Amid calls for a town hall, Walorski meets privately with constituents
Rep. Jackie Walorski has not held a town hall since 2013, but she met privately with concerned constituents Monday in an effort to reach out.
“I’m probably more frustrated now than I was before talking to her,” said Clare Roach, a mother from Granger who met with Walorski.
Instead of demonstrations outside her Mishawaka office, small groups of people filed in to meet with Walorski in closed-door meetings Monday.
“She was polite, but I was very frustrated because I heard her get asked specifically – invited, in fact – to a town hall meeting,” said Roach. “And I just feel like that’s part of her job, to listen to her constituents on their terms, not just on her terms.”
“This doesn’t substitute,” said Debra Javeline, a professor at Notre Dame who lives in South Bend and met with Walorski. “The idea that I get, somehow, exclusive access to the country club for, you know, 30 minutes of Jackie Walorski’s time does not substitute for her giving broad access so that she can listen to all her constituents.”
There was a sharp contrast in Walorski’s take on it all, which she offered to the media halfway through her Monday meetings.
“I’m thrilled,” she said. “And I’m thrilled to be able to have the opportunity to sit down and actually talk – listen to folks, but also have dialogue.”
Walorski said her Mishawaka office on the corner of Lincolnway East and Church Street holds office hours each day.
She said she supports an open door policy, but she resisted committing to holding a town hall.
“I really love the idea of being able to sit down and actually have conversations with folks, to be able to drive down past maybe just one or two issues,” said Walorski. “I think other environments are somewhat difficult.”
Some who met with her on Monday said it took months to set up the 30-minute meetings they were invited to – and some said, afterward, that their meeting times were cut short because of overbooking.
Most people who met with Walorski said they still want her to participate in a town hall – one has even been scheduled for April 9 at the Century Center in South Bend that Walorski has been invited to.
But at her office Monday, she would not commit to going.
‘Is there a specific reason you won’t attend that town hall or another town hall that may be set up?’ asked ABC57’s Taylor Popielarz. ‘Is there a specific reason holding you back?’
“You know, no, there really isn’t,” said Walorski. “Other then, the open dialogue that we’ve had has been very productive.

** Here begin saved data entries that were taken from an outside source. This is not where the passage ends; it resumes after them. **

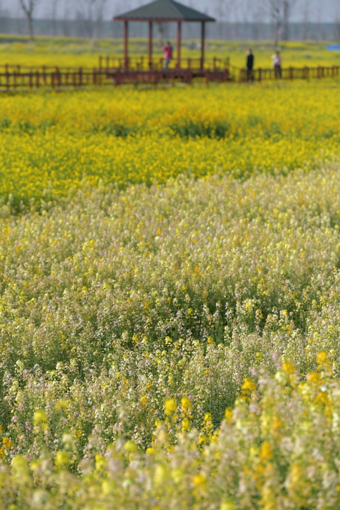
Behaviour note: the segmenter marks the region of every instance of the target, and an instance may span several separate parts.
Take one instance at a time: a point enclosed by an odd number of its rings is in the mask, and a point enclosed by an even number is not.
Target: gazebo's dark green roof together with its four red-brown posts
[[[181,24],[184,21],[196,21],[201,23],[201,59],[200,65],[203,69],[204,64],[204,39],[205,23],[215,21],[214,18],[207,16],[195,9],[191,9],[183,4],[174,2],[174,0],[155,0],[150,4],[138,7],[113,18],[115,21],[124,21],[124,63],[125,69],[128,69],[128,22],[129,21],[147,21],[149,23],[149,69],[152,66],[152,23],[162,23],[174,21],[177,23],[177,68],[180,68],[180,46],[181,46]]]

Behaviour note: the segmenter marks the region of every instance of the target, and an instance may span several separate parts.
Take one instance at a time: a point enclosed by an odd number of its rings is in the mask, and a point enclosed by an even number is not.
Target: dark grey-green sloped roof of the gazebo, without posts
[[[155,0],[132,11],[115,16],[117,21],[215,21],[191,7],[174,0]]]

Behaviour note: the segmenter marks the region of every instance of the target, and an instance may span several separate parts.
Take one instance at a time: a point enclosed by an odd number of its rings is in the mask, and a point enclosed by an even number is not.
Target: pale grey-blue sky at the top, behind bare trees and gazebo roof
[[[57,17],[73,17],[77,6],[82,5],[86,0],[38,0],[35,11],[36,18],[51,17],[52,4],[57,3]],[[222,6],[223,18],[229,21],[252,21],[256,17],[259,21],[267,21],[264,13],[258,12],[258,0],[179,0],[181,3],[193,7],[202,12],[215,16],[218,15]],[[28,0],[25,0],[28,2]],[[112,16],[121,12],[147,4],[148,0],[106,0],[105,19],[112,19]],[[12,16],[20,16],[19,0],[0,0],[0,10],[7,10]],[[292,21],[340,21],[340,0],[296,0],[296,6],[292,13]]]

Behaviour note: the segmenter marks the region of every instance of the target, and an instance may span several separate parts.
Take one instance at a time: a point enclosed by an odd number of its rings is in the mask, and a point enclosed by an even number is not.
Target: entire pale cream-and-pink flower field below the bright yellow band
[[[336,507],[339,175],[3,206],[3,507]]]

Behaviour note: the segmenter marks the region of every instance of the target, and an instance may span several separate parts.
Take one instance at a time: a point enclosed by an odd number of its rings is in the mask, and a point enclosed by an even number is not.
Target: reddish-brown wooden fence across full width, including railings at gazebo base
[[[142,59],[142,58],[141,58]],[[181,81],[191,83],[194,79],[203,79],[206,82],[261,82],[264,80],[296,80],[296,79],[321,79],[336,78],[340,75],[340,67],[286,67],[281,72],[274,69],[254,69],[252,72],[246,69],[227,65],[226,61],[212,59],[204,69],[201,69],[197,60],[187,59],[181,61],[181,67],[163,69],[162,62],[159,66],[145,69],[144,64],[140,68],[142,60],[136,59],[136,68],[125,69],[113,67],[114,62],[106,61],[109,67],[85,68],[85,67],[48,67],[48,66],[0,66],[0,90],[11,91],[34,88],[79,88],[83,86],[119,85],[123,83],[162,83]],[[118,59],[119,60],[119,59]],[[184,63],[186,62],[186,66]],[[211,65],[208,65],[211,64]]]

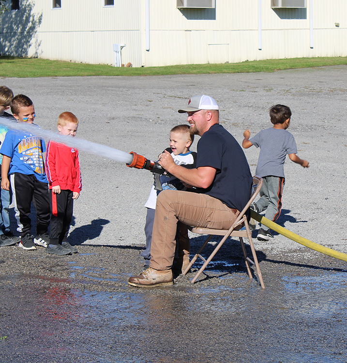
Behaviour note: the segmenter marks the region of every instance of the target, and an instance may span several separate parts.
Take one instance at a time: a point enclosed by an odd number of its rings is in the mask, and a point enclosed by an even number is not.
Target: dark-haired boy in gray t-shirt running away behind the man
[[[251,132],[243,133],[242,147],[260,147],[256,175],[263,178],[260,198],[252,203],[251,209],[257,213],[265,212],[265,217],[276,221],[281,214],[282,193],[285,186],[284,163],[288,154],[289,159],[302,167],[309,167],[307,160],[297,156],[297,146],[294,136],[287,131],[290,125],[291,110],[288,106],[274,105],[270,108],[270,121],[273,126],[260,131],[249,139]],[[251,218],[250,228],[255,229],[256,221]],[[269,241],[273,239],[269,227],[260,225],[257,239]]]

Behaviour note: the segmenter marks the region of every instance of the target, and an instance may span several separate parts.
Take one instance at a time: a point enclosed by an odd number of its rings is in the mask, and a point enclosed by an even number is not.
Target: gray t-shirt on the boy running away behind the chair
[[[260,147],[256,175],[266,177],[285,177],[284,163],[287,154],[296,154],[297,148],[294,136],[287,130],[265,129],[252,137],[249,141],[256,147]]]

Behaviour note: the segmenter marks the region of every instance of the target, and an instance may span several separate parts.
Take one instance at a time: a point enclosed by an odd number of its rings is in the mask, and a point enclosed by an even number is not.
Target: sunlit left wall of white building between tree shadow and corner
[[[42,58],[114,64],[113,44],[126,44],[122,61],[141,63],[140,9],[138,0],[62,0],[61,9],[51,9],[51,1],[36,0],[37,12],[45,14],[36,33]],[[131,14],[131,16],[125,16]]]

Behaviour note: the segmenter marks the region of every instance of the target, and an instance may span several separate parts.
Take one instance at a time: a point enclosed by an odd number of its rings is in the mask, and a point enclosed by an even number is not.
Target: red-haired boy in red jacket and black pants
[[[78,119],[72,112],[62,112],[58,117],[60,135],[76,136]],[[45,158],[49,183],[51,225],[46,252],[69,255],[78,250],[67,241],[73,215],[74,200],[82,189],[78,150],[52,140],[47,143]]]

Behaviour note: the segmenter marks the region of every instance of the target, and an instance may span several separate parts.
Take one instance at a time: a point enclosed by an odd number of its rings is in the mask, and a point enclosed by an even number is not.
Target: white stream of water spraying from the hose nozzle
[[[133,155],[130,155],[127,152],[117,150],[106,145],[101,145],[95,142],[83,140],[80,138],[60,135],[53,131],[43,130],[39,127],[33,126],[30,123],[25,123],[25,122],[17,123],[15,121],[9,120],[8,118],[0,116],[0,124],[12,130],[21,131],[24,133],[28,132],[30,134],[34,134],[35,136],[39,136],[46,140],[48,139],[54,140],[56,142],[60,142],[65,145],[75,147],[79,150],[88,151],[92,154],[96,154],[99,156],[105,156],[108,159],[116,160],[120,163],[129,164],[133,160]]]

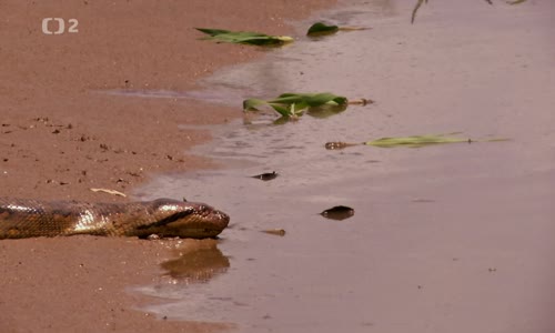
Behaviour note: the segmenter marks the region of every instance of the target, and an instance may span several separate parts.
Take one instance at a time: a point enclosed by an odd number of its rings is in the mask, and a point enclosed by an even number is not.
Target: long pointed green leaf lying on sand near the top
[[[253,46],[281,46],[292,42],[293,38],[289,36],[269,36],[260,32],[251,31],[230,31],[222,29],[194,28],[201,32],[209,34],[206,40],[216,42],[253,44]]]

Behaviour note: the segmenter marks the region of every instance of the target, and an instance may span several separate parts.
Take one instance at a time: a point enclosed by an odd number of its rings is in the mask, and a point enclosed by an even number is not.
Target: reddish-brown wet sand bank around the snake
[[[127,192],[157,172],[213,167],[184,154],[210,133],[178,124],[223,123],[240,109],[95,91],[190,89],[221,65],[263,54],[200,41],[192,27],[286,34],[284,18],[333,2],[2,1],[0,195],[121,201],[89,189]],[[78,32],[42,33],[42,19],[50,17],[77,19]],[[170,256],[161,242],[79,236],[1,241],[0,248],[1,332],[229,327],[133,310],[145,300],[125,287],[160,279],[158,264]]]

And I think that we’re going to continue with an open door…a lot of issues come up when you have a chance to have real dialogue.”
Walorski did say safety was not a concern holding her back from participating in a town hall – since there have been some contentious ones across the country recently.
But there was a Mishawaka police officer inside the lobby of her office all day on Monday.
Walorski’s spokesman said they were following recommendations by the U.S. Capitol Police in case there were demonstrations that got out of hand.
One other concern voiced by those who met with Walorski is that weekday office hours held during regular business hours are not conducive for people who may not be able to call off from work or hire a babysitter.
Many people said that’s why the town hall on Sunday, April 9 would be a more appropriate time to meet.